The theory of Special Relativity as formulated by Einstein in 1905 was based on the postulate that the laws of physics are the same regardless of the state of motion of the observer, so long as it is uniform. This is known as the Principle of Relativity, from which there follow many strange effects. While these behaviors seem paradoxical, they make perfectly good sense when seen as a result of the way fields behave:

Objects contract when moving because motion affects the interaction of fields that hold the object together. Space itself contracts because space is made of fields.

Things happen more slowly in a moving system because the interacting fields must travel a greater distance (despite the contraction).

Nothing can go faster than light because everything is made of fields that propagate at a finite rate determined by the field equations.
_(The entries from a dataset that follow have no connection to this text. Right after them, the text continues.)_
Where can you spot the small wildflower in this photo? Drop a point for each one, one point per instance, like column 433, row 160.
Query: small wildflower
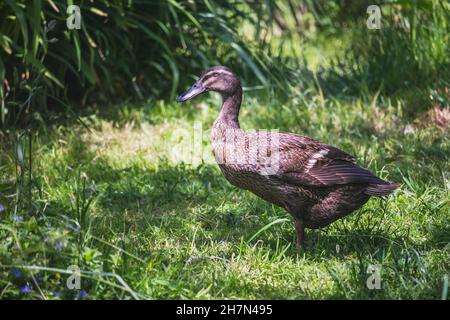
column 59, row 245
column 75, row 229
column 15, row 272
column 26, row 289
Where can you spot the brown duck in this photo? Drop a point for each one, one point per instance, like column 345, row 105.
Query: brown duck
column 316, row 183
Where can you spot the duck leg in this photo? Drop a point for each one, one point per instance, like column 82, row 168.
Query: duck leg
column 300, row 228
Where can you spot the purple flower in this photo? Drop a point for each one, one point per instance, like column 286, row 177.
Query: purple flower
column 75, row 229
column 15, row 272
column 82, row 294
column 26, row 289
column 59, row 245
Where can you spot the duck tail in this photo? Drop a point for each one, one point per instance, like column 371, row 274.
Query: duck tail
column 379, row 190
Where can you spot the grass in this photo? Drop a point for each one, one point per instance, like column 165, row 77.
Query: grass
column 140, row 224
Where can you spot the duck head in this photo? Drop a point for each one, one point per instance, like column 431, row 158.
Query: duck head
column 219, row 79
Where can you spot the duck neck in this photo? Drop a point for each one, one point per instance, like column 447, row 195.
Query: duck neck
column 229, row 115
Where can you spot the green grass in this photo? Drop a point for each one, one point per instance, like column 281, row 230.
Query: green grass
column 174, row 230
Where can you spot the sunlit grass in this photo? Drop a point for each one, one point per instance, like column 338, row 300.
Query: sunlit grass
column 174, row 230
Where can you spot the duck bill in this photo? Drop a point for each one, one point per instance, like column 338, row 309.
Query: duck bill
column 194, row 91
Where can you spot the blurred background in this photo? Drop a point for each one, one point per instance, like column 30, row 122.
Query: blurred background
column 137, row 50
column 88, row 120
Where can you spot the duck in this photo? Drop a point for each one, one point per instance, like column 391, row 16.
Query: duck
column 315, row 183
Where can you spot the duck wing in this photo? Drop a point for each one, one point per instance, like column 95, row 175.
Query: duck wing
column 304, row 161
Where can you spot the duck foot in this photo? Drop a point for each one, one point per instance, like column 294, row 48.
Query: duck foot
column 300, row 229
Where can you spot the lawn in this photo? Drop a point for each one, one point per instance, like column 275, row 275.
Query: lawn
column 103, row 175
column 140, row 222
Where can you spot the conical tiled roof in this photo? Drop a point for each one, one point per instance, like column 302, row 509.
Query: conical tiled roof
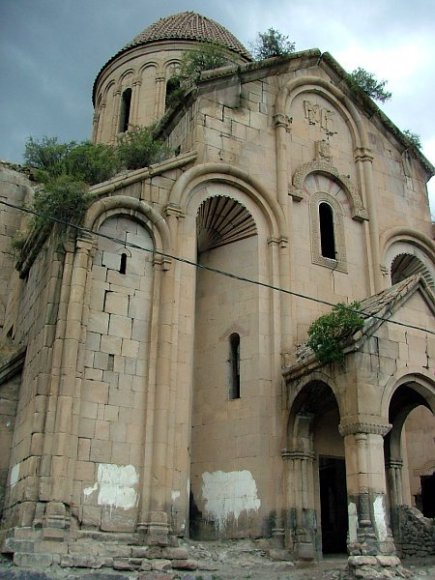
column 189, row 26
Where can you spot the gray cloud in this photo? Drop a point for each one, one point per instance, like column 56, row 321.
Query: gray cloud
column 51, row 52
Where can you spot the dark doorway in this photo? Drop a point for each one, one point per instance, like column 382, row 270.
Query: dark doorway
column 333, row 504
column 428, row 495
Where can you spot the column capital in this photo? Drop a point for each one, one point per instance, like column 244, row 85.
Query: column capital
column 304, row 455
column 373, row 427
column 282, row 120
column 363, row 154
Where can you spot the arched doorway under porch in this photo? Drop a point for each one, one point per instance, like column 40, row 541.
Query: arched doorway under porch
column 316, row 495
column 410, row 466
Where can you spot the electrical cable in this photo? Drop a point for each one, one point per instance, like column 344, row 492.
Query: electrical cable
column 214, row 270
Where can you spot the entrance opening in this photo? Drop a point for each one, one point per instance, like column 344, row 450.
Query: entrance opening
column 428, row 495
column 333, row 504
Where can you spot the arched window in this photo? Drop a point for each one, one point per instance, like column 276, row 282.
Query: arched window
column 123, row 265
column 234, row 390
column 124, row 117
column 327, row 237
column 172, row 87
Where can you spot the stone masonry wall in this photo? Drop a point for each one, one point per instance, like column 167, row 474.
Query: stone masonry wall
column 113, row 396
column 9, row 392
column 35, row 328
Mass increases with speed because mass means resistance to acceleration and acceleration beyond the speed of light is impossible.

I call this the bottom-up approach. Although most physicists prefer to start with the Principle of Relativity (top-down approach), the bottom-up method provides insight into why these strange things happen. Even the Principle of Relativity follows from the bottom-up approach.
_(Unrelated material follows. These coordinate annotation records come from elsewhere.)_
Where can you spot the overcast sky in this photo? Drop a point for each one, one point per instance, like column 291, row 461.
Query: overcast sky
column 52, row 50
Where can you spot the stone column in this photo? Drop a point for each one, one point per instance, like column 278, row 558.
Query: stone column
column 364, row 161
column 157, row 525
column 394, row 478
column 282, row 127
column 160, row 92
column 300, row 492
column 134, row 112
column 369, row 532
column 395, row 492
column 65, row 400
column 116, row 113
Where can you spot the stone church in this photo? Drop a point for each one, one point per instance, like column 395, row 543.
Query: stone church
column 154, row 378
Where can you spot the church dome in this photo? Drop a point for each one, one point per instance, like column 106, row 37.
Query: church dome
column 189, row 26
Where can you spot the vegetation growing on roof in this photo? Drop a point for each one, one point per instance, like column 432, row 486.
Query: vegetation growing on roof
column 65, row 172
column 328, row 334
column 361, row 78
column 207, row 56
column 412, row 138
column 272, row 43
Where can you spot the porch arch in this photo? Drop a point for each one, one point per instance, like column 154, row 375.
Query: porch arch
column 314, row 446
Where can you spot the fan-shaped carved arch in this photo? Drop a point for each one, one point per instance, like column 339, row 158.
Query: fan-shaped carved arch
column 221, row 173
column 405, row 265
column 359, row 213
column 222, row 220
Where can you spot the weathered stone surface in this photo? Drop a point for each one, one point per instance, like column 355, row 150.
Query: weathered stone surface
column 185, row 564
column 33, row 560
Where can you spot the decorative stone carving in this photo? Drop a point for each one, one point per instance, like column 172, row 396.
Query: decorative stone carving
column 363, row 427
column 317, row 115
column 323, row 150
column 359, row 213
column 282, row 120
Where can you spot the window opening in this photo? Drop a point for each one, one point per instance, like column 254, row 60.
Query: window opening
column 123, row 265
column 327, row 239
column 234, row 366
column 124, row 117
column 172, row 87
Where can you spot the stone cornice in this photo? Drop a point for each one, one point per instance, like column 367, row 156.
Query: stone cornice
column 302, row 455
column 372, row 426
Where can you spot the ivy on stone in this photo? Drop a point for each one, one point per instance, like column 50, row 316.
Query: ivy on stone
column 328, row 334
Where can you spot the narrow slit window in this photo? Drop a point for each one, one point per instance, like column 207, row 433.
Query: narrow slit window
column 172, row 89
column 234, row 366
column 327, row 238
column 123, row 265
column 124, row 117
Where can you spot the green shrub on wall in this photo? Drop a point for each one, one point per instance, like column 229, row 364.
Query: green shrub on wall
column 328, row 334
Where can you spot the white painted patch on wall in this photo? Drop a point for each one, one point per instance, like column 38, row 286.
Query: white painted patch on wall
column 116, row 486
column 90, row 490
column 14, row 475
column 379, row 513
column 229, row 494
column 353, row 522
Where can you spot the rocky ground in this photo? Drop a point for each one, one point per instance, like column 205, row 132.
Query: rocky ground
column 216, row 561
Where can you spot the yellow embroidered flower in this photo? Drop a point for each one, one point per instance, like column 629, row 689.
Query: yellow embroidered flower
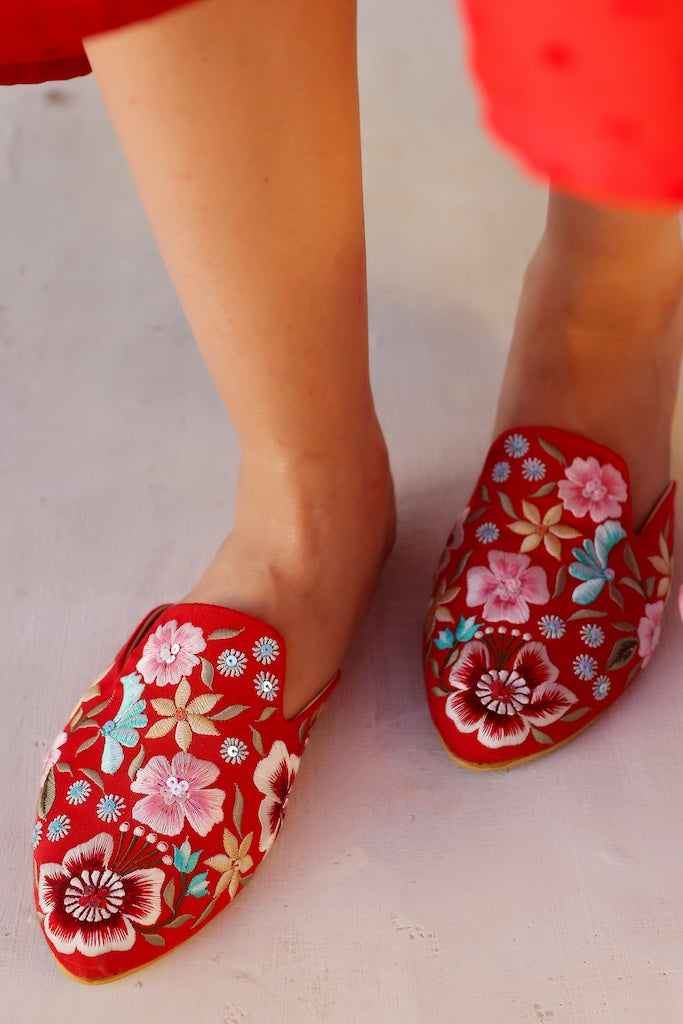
column 233, row 864
column 186, row 717
column 549, row 529
column 664, row 563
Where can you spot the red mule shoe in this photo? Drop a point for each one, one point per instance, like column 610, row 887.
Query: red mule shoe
column 546, row 604
column 166, row 788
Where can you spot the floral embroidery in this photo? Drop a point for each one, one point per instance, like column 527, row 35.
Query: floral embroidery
column 122, row 729
column 552, row 627
column 176, row 791
column 171, row 653
column 593, row 489
column 92, row 903
column 592, row 635
column 504, row 687
column 507, row 587
column 265, row 650
column 266, row 685
column 233, row 864
column 111, row 807
column 186, row 716
column 549, row 529
column 58, row 827
column 601, row 687
column 591, row 564
column 487, row 532
column 233, row 751
column 534, row 470
column 649, row 629
column 231, row 663
column 273, row 777
column 585, row 666
column 500, row 472
column 516, row 445
column 78, row 792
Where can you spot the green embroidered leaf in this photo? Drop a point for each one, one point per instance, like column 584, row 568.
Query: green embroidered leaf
column 622, row 652
column 507, row 505
column 207, row 673
column 541, row 737
column 136, row 764
column 228, row 713
column 630, row 560
column 225, row 634
column 547, row 488
column 258, row 741
column 560, row 582
column 177, row 922
column 552, row 451
column 586, row 613
column 169, row 894
column 573, row 716
column 47, row 795
column 88, row 742
column 94, row 776
column 205, row 913
column 238, row 808
column 265, row 714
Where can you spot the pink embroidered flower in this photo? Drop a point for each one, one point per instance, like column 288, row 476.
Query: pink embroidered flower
column 507, row 588
column 176, row 790
column 273, row 776
column 501, row 701
column 171, row 653
column 92, row 905
column 593, row 489
column 649, row 629
column 52, row 757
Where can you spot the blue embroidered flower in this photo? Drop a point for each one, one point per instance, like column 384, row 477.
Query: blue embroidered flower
column 184, row 859
column 466, row 628
column 601, row 687
column 58, row 827
column 516, row 445
column 592, row 635
column 534, row 469
column 110, row 808
column 198, row 886
column 122, row 729
column 78, row 792
column 591, row 564
column 487, row 532
column 585, row 666
column 552, row 627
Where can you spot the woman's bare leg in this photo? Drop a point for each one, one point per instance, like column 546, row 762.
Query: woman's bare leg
column 240, row 122
column 598, row 338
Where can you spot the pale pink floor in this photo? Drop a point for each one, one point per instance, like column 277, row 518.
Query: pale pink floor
column 403, row 890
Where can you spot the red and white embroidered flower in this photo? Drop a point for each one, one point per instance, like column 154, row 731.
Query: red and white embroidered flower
column 52, row 757
column 92, row 906
column 503, row 689
column 177, row 791
column 649, row 629
column 273, row 776
column 507, row 588
column 593, row 489
column 171, row 653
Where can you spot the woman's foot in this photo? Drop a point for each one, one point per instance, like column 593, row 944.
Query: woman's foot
column 598, row 337
column 310, row 536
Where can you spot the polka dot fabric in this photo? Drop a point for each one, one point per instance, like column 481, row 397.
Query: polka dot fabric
column 587, row 94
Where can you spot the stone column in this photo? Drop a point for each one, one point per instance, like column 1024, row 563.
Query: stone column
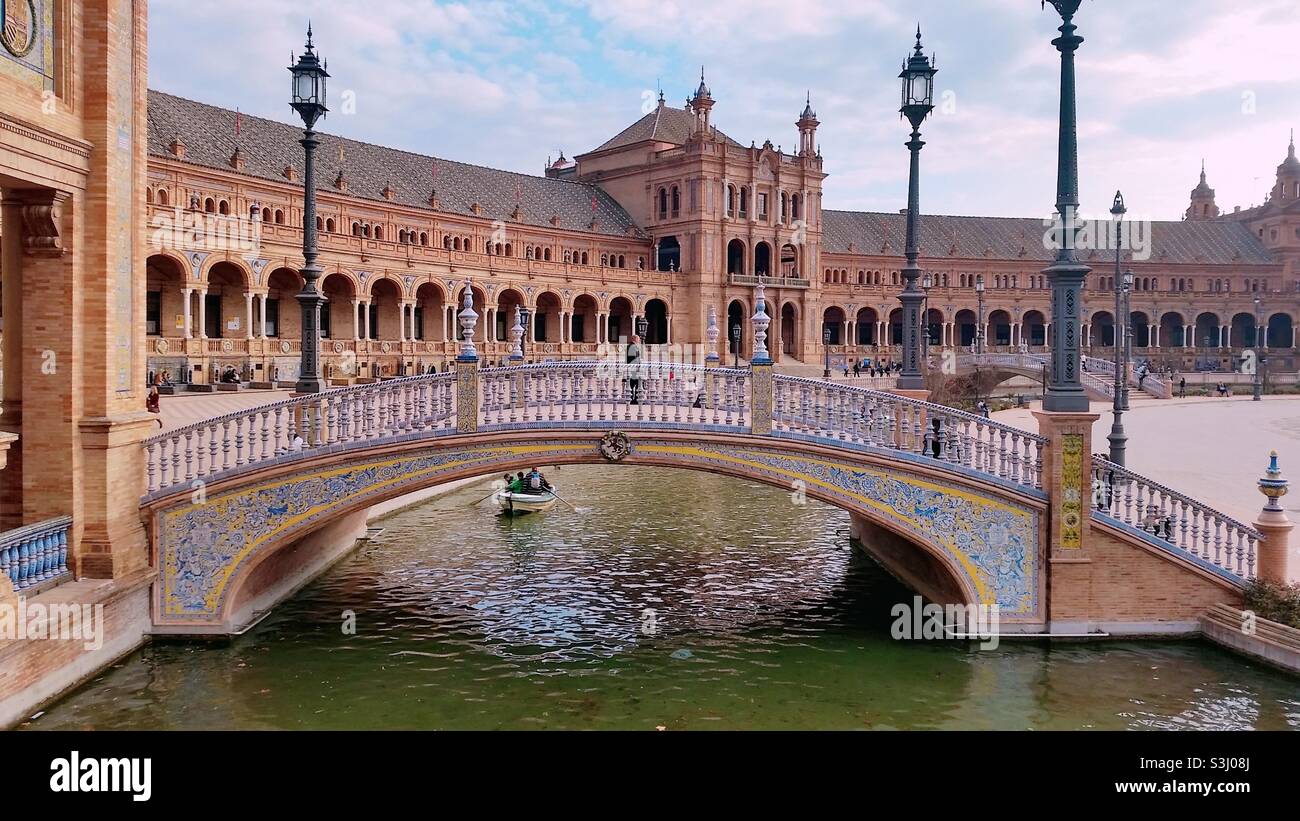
column 187, row 299
column 11, row 408
column 1067, row 481
column 1278, row 556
Either way, one must cope with a Rashomon reality in which observers in differently-moving systems see the same reality in different ways.”
― Rodney A. Brooks, Fields of Color: The theory that escaped Einstein

“The fact is, either approach is correct and one does not preclude the other. Yes, the Principle of Relativity is elegant and the top-down approach is easier to use; physicists love it for that reason. But the field equations are also elegant and they not only contain the Principle of Relativity within them, they also provide a physical explanation for effects that otherwise are paradoxical. We can never know if God started with the Principle of Relativity and derived the field equations or started with the field equations from which follows the Principle.”
― Rodney A. Brooks, Fields of Color: The theory that escaped Einstein

“MASS INCREASES

The final paradox of relativity is the increase in mass due to motion. Mass increase has been observed experimentally in particle accelerators, with increases as great as 3000% for particles traveling at over 99.9% the speed of light. How can the mass of an object get bigger just because it's moving?
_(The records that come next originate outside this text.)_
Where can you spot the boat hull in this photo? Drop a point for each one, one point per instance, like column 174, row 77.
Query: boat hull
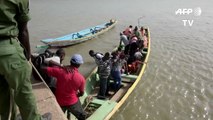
column 79, row 37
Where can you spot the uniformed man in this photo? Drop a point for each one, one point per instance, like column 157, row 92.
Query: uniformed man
column 15, row 70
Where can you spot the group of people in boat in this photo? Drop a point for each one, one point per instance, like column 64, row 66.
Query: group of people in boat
column 66, row 82
column 127, row 58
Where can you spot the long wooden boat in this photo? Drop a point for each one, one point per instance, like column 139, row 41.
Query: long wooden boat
column 99, row 109
column 81, row 36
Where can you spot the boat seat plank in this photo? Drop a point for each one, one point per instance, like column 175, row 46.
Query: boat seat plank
column 126, row 80
column 120, row 93
column 105, row 108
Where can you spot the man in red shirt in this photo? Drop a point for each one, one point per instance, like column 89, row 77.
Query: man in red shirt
column 70, row 85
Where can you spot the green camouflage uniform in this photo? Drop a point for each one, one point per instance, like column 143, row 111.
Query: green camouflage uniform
column 15, row 71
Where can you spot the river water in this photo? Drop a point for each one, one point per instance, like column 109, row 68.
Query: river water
column 177, row 84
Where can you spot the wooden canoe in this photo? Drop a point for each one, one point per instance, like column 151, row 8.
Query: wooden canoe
column 98, row 109
column 81, row 36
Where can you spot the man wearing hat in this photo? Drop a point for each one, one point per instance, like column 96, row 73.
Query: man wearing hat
column 69, row 82
column 15, row 71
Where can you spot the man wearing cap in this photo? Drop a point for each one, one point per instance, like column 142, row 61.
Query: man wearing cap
column 70, row 85
column 15, row 71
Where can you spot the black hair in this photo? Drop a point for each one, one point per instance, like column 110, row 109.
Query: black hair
column 74, row 64
column 60, row 51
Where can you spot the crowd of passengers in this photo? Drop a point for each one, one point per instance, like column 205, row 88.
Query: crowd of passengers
column 126, row 59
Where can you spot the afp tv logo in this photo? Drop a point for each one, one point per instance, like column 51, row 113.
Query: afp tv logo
column 186, row 12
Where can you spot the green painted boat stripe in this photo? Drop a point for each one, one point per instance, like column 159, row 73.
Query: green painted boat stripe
column 98, row 101
column 103, row 110
column 132, row 77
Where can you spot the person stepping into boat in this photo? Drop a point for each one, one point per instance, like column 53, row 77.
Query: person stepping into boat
column 70, row 85
column 103, row 72
column 116, row 65
column 15, row 71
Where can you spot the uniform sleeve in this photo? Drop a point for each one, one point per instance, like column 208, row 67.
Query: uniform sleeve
column 82, row 86
column 23, row 11
column 52, row 71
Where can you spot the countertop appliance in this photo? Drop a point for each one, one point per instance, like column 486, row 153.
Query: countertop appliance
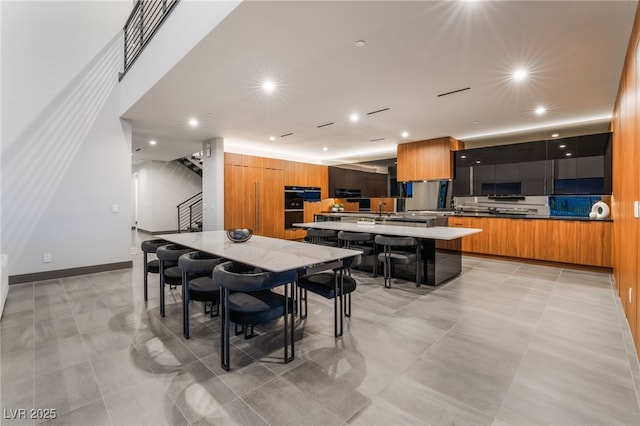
column 364, row 204
column 348, row 193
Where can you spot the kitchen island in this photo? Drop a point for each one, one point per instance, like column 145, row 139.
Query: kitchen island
column 441, row 262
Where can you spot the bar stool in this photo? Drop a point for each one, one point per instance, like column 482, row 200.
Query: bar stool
column 169, row 275
column 332, row 285
column 326, row 237
column 253, row 302
column 197, row 284
column 357, row 241
column 392, row 255
column 153, row 266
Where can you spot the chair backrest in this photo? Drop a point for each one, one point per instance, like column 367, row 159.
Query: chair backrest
column 354, row 236
column 198, row 263
column 171, row 252
column 150, row 246
column 238, row 277
column 385, row 240
column 318, row 235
Intuitive explanation. As we saw in Chapter 2, mass means inertia - i.e., resistance to acceleration. If you push something and it doesn't respond much, then by definition it has a large mass or inertia. Now we just saw that pushing on something that is traveling at close to the speed of light has little effect on its speed because the underlying fields are already moving almost as fast as they can. Thus its resistance to acceleration has become greater and this means its mass has increased. Mass increase is just another way of saying that fields can't propagate faster than c.”
― Rodney A. Brooks, Fields of Color: The theory that escaped Einstein

“NOTHING CAN GO FASTER THAN LIGHT

Of course the idea that there is an ultimate speed limit seems absurd. While the speed of light is very high by earthly standards, the magnitude is not the point; any kind of speed limit in nature doesn't make sense. Suppose, for example, that a spaceship is traveling at almost the speed of light. Why can't you fire the engine again and make it go faster-or if necessary, build another ship with a more powerful engine? Or if a proton is whirling around in a cyclotron at close to the speed of light, why can't you give it additional energy boosts and make it go faster?

Intuitive explanation. When we think of the spaceship and the proton as made of fields, not as solid objects, the idea is no longer ridiculous. Fields can't move infinitely fast. Changes in a field propagate in a "laborious" manner, with a change in intensity at one point causing a change at nearby points, in accordance with the field equations. Consider the wave created when you drop a stone in water: The stone generates a disturbance that moves outward as the water level at one point affects the level at another point, and there is nothing we can do to speed it up. Or consider a sound wave traveling through air: The disturbance in air pressure propagates as the pressure at one point affects the pressure at an adjacent point, and we can't do anything to speed it up. In both cases the speed of travel is determined by properties of the transmitting medium- air and water, and there are mathematical equations that describe those properties.

Fields are also described by mathematical equations, based on the properties of space. It is the constant c in those equations that determines the maximum speed of propagation. If the field has mass, there is also a mass term that slows down the propagation speed further. Since everything is made of fields - including protons and rocketships - it is clear that nothing can go faster than light. As Frank Wilczek wrote,

One of the most basic results of special relativity, that the speed of light is a limiting velocity for the propagation of any physical influence, makes the field concept almost inevitable. - F. Wilczek ("The persistence of Ether", p. 11, Physics Today, Jan. 1999)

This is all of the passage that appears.